Gabel started Stop Smiling when he was nineteen. He got his first advertisers immediately. He got his first investor shortly after that, and he’s been on salary and working three jobs ever since—one with Playboy. And here I was, thirty years old, bartending two nights a week and living on school loans. And I was hungover. “I’m a piece of shit,” I thought.
But then this funny thing happened. … The brilliant motherfucker basically told me how to start a self-sustaining magazine. I stopped thinking about my faults then, boy. I started thinking about how I was going to do what Gabel had done sixteen years ago. I was going to start a magazine.
My high school English teacher … always called me Phineas, referring to a character in John Knowles’ novel A Separate Peace who was a nonconformist, constantly refusing to follow rules and regulations, doing stupid shit like wearing his tie on his head, and organizing a group called the Summer Suicide Society.
There’s another Phineas out there, as well. At 4:30 in the afternoon on September 13, 1848, a twenty-five year-old foreman named Phineas Gage was preparing a roadbed for the Rutland & Burlington Railroad in the forest near Cavendish, Vermont, when the accidental explosion of a charge he had set blew his tamping iron through his head. The tamping iron was 3’7” long and weighed approximately thirteen pounds. It entered on the left side of Gage’s face, under the cheekbone, demolished his left eye, and exploded out of the top of his skull before flying into the air and landing in the woods a good eighty feet away.
The most absurd part of this story is the fact that Gage not only survived, but also didn’t lose consciousness.

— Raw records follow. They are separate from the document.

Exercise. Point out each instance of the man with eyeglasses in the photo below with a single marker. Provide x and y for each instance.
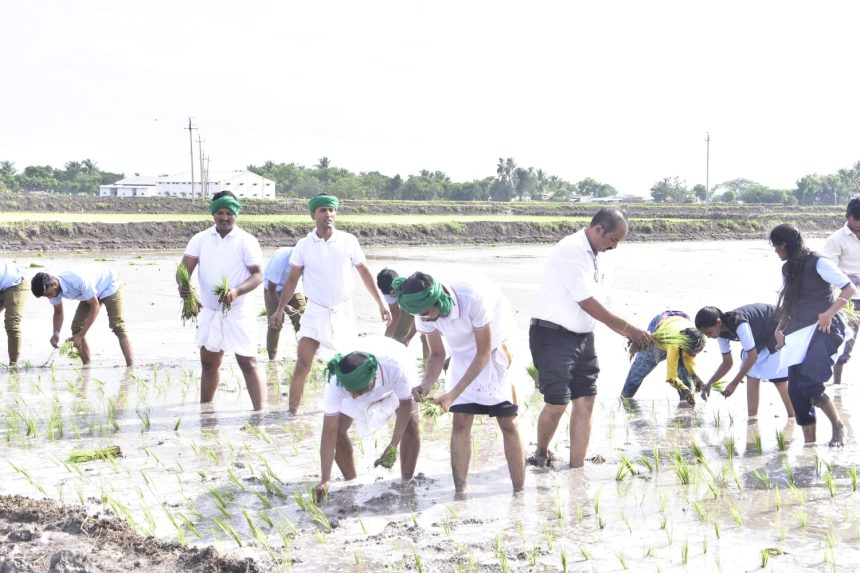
(561, 336)
(476, 321)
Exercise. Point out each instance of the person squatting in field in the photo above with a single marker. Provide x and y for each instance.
(324, 260)
(679, 349)
(365, 390)
(226, 324)
(477, 322)
(754, 326)
(94, 287)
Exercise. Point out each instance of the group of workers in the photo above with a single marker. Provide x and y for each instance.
(466, 326)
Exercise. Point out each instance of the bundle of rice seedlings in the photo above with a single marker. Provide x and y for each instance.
(220, 290)
(191, 304)
(69, 349)
(429, 410)
(80, 456)
(387, 459)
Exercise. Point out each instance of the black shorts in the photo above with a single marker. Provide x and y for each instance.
(500, 410)
(566, 363)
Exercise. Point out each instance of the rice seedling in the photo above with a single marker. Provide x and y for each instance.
(388, 457)
(780, 441)
(190, 308)
(830, 483)
(220, 290)
(82, 456)
(69, 350)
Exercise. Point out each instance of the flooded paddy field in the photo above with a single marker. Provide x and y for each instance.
(667, 487)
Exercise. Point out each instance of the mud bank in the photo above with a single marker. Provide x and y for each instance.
(54, 236)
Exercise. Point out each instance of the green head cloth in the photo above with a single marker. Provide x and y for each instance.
(226, 202)
(358, 379)
(318, 201)
(419, 302)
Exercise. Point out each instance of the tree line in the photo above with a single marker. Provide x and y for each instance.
(833, 189)
(510, 182)
(77, 177)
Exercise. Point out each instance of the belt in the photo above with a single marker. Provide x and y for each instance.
(553, 326)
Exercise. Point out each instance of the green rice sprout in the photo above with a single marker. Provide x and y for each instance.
(220, 290)
(81, 456)
(191, 304)
(388, 457)
(429, 410)
(69, 350)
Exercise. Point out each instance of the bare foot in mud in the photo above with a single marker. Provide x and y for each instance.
(838, 439)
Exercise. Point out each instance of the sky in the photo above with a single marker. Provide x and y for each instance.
(625, 92)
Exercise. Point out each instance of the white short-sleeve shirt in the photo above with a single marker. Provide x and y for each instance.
(571, 274)
(328, 267)
(843, 248)
(228, 256)
(85, 283)
(391, 376)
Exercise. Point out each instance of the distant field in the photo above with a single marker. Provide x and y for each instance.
(65, 217)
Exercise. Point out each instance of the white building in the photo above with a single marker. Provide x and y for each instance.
(243, 184)
(136, 186)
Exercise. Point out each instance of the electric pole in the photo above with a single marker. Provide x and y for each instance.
(191, 144)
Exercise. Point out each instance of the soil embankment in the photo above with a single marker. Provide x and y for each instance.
(648, 222)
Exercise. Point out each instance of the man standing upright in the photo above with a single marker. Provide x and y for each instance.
(13, 297)
(94, 287)
(561, 336)
(843, 248)
(274, 278)
(226, 252)
(324, 260)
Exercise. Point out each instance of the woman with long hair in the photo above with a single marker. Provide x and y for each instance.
(810, 329)
(753, 326)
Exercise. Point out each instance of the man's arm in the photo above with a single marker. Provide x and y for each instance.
(370, 285)
(483, 341)
(277, 318)
(247, 285)
(58, 323)
(88, 321)
(616, 323)
(328, 441)
(435, 362)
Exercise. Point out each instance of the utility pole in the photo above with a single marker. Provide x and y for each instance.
(707, 171)
(203, 173)
(191, 144)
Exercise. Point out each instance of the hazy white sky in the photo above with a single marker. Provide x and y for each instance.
(620, 91)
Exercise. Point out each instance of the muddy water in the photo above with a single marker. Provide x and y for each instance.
(207, 474)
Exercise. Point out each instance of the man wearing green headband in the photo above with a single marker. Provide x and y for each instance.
(367, 389)
(326, 261)
(224, 251)
(476, 322)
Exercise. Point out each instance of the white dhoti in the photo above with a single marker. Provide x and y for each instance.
(234, 332)
(334, 328)
(490, 387)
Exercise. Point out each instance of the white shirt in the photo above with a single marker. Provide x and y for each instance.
(571, 274)
(843, 248)
(278, 268)
(219, 257)
(10, 275)
(391, 376)
(328, 266)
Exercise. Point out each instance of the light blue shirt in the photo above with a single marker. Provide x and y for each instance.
(10, 275)
(99, 282)
(278, 268)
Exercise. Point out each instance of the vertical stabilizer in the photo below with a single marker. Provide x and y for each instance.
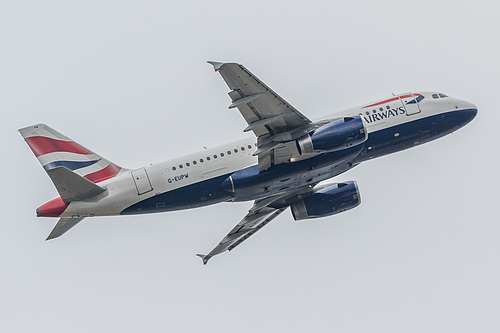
(54, 149)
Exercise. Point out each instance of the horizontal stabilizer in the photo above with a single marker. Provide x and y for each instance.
(63, 225)
(72, 187)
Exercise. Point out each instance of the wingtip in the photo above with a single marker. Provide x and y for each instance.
(216, 65)
(203, 258)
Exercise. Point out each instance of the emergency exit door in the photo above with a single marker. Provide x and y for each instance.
(141, 181)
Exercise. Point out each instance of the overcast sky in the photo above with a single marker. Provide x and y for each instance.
(129, 81)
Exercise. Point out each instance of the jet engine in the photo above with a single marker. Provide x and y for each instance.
(339, 134)
(327, 200)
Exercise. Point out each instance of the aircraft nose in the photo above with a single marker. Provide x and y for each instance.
(469, 110)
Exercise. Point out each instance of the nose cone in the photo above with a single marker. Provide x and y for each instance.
(469, 111)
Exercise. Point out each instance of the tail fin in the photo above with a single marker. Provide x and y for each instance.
(54, 149)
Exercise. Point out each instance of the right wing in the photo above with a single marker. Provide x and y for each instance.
(273, 120)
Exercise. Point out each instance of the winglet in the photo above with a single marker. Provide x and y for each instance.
(203, 256)
(216, 64)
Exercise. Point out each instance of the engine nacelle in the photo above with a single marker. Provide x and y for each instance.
(327, 200)
(339, 134)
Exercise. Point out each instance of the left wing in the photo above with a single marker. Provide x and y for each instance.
(273, 120)
(250, 224)
(262, 212)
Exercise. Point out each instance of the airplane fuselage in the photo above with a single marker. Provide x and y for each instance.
(230, 172)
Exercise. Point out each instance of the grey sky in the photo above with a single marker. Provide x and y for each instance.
(129, 80)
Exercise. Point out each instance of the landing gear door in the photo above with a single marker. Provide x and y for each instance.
(410, 103)
(141, 181)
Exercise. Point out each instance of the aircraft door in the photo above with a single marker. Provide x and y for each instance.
(410, 103)
(141, 181)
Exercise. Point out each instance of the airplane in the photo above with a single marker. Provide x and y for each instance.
(284, 167)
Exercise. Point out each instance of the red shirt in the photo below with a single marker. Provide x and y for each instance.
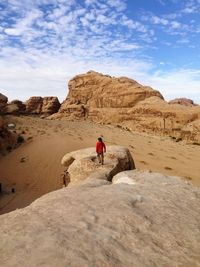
(100, 147)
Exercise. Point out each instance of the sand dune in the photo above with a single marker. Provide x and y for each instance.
(34, 168)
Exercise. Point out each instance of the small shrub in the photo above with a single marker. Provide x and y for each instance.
(20, 139)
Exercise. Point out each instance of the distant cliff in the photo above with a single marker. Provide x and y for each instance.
(124, 102)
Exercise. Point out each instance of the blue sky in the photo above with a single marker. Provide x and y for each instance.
(44, 43)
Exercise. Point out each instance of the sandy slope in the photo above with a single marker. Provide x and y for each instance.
(34, 168)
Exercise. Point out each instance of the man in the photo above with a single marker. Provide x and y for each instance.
(100, 149)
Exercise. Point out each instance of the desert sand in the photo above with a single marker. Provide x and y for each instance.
(34, 168)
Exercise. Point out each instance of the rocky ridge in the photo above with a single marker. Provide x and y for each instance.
(183, 101)
(8, 138)
(138, 218)
(124, 102)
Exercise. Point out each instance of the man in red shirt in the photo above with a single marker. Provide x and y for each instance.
(100, 149)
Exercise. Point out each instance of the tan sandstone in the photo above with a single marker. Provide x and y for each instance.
(124, 102)
(82, 164)
(152, 221)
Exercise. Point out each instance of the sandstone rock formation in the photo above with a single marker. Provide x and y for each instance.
(7, 138)
(82, 164)
(3, 102)
(155, 221)
(39, 105)
(15, 107)
(124, 102)
(183, 101)
(34, 105)
(50, 105)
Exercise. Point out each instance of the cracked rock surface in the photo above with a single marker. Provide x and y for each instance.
(141, 219)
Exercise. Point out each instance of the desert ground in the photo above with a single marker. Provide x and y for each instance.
(34, 168)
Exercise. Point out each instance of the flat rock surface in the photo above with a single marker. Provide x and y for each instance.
(153, 222)
(83, 164)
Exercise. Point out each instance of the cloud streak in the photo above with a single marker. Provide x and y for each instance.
(44, 43)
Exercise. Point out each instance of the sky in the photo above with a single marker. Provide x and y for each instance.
(45, 43)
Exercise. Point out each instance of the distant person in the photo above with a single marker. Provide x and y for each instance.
(100, 149)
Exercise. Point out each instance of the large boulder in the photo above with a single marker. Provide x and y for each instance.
(83, 164)
(155, 221)
(34, 105)
(50, 105)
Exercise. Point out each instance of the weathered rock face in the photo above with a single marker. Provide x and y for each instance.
(183, 101)
(34, 105)
(39, 105)
(124, 102)
(3, 102)
(82, 164)
(7, 138)
(50, 105)
(151, 220)
(97, 91)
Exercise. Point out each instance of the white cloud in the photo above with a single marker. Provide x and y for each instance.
(52, 45)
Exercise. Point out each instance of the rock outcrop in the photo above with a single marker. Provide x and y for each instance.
(8, 138)
(151, 220)
(39, 105)
(50, 105)
(15, 107)
(83, 164)
(124, 102)
(3, 102)
(183, 101)
(34, 105)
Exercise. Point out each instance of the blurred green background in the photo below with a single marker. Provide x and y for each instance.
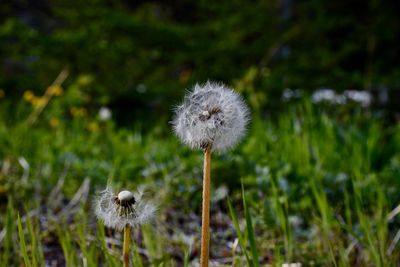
(87, 90)
(140, 56)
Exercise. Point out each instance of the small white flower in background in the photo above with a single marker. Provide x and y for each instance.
(123, 208)
(211, 113)
(105, 114)
(324, 94)
(362, 97)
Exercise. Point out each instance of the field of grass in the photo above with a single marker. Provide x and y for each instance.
(317, 185)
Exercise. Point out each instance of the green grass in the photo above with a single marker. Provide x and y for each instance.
(318, 185)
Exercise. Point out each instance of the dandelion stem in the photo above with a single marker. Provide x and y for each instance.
(205, 218)
(127, 239)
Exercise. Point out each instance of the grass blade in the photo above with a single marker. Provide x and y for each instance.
(250, 231)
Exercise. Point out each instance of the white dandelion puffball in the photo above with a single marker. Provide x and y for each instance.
(211, 114)
(118, 210)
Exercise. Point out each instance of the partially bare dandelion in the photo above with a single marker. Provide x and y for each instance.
(211, 114)
(123, 211)
(124, 208)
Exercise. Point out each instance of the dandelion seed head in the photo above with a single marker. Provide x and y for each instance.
(118, 210)
(211, 114)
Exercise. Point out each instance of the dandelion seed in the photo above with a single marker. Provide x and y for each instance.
(211, 114)
(124, 208)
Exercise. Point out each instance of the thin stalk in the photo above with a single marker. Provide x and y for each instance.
(127, 240)
(205, 217)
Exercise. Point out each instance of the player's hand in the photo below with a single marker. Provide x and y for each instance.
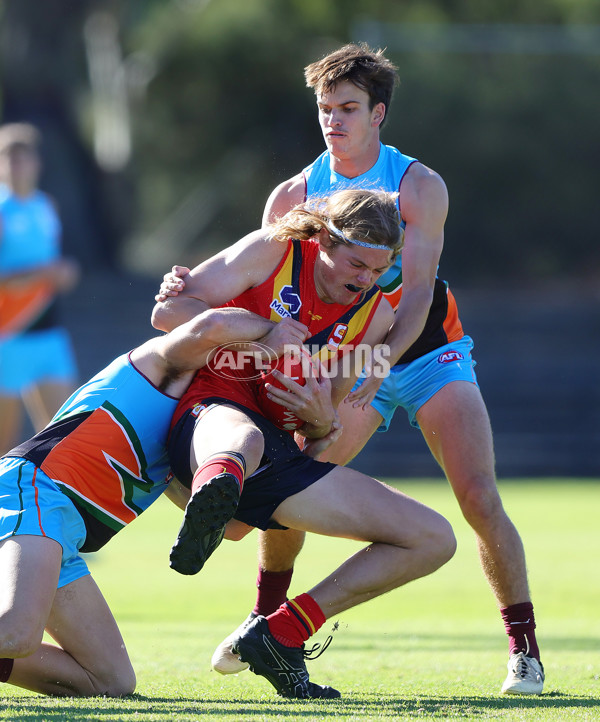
(287, 335)
(311, 402)
(172, 283)
(315, 447)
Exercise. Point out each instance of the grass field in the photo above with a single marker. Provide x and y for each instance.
(434, 649)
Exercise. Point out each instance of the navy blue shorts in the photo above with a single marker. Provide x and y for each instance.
(284, 470)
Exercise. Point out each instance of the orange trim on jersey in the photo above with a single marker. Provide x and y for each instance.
(92, 461)
(394, 296)
(357, 327)
(20, 307)
(452, 325)
(37, 506)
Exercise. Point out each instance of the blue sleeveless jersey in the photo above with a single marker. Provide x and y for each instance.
(321, 180)
(29, 231)
(105, 449)
(386, 175)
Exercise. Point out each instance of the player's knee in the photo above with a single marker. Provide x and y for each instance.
(480, 502)
(445, 541)
(16, 641)
(119, 684)
(252, 443)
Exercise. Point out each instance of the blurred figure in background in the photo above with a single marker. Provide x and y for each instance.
(37, 363)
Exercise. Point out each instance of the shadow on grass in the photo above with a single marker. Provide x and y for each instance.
(376, 706)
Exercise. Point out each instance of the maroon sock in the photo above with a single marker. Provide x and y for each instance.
(519, 623)
(272, 590)
(296, 620)
(5, 669)
(229, 462)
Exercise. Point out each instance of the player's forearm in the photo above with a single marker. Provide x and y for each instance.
(168, 315)
(235, 326)
(409, 322)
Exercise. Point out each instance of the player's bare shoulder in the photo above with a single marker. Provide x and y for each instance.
(284, 197)
(380, 324)
(423, 190)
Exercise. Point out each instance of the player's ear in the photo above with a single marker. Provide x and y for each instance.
(324, 237)
(378, 114)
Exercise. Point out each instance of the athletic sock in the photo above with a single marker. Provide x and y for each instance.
(228, 462)
(272, 590)
(296, 620)
(6, 666)
(519, 623)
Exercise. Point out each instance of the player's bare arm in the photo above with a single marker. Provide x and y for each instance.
(283, 198)
(243, 265)
(375, 335)
(424, 207)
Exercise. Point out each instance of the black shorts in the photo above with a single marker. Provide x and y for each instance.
(283, 471)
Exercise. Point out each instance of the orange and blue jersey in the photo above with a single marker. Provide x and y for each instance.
(105, 449)
(443, 325)
(289, 291)
(29, 237)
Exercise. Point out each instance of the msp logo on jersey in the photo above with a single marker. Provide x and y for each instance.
(287, 297)
(337, 336)
(450, 357)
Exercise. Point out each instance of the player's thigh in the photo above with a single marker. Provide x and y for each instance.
(29, 572)
(358, 426)
(346, 503)
(83, 625)
(278, 548)
(224, 428)
(457, 429)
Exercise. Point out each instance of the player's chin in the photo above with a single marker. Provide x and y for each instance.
(351, 291)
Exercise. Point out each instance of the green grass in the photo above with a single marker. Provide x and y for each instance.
(434, 649)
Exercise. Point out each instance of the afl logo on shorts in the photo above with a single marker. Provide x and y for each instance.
(449, 356)
(337, 336)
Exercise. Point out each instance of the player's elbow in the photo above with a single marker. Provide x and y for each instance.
(162, 318)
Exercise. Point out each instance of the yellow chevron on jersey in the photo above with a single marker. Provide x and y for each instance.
(355, 323)
(283, 278)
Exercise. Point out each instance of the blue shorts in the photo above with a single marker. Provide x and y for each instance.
(31, 503)
(36, 357)
(284, 470)
(411, 385)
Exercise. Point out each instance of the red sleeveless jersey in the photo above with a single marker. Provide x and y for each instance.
(289, 291)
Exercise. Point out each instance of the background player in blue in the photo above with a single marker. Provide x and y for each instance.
(37, 364)
(99, 463)
(433, 377)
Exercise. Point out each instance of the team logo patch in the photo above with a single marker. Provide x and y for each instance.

He was speaking within a few minutes of his accident. … The thing is, however, that when Phineas was strong enough to return to work, the contractors who had employed him wouldn’t take him back because his personality had changed drastically. … Gage, in effect, reverted to savage-hood.
I want the Handshake Media Project to be our tamping iron. I want it to enter our faces, demolish our eyes, and explode out of the top of our skulls before flying into the air and landing in the woods eighty feet away. I don’t want it to turn us all into a bunch of emotionally-explosive, verbally-abusive assholes, necessarily, but I do want it to be a catalyst for change. I want it to change the way we think about things. The way we think about each other.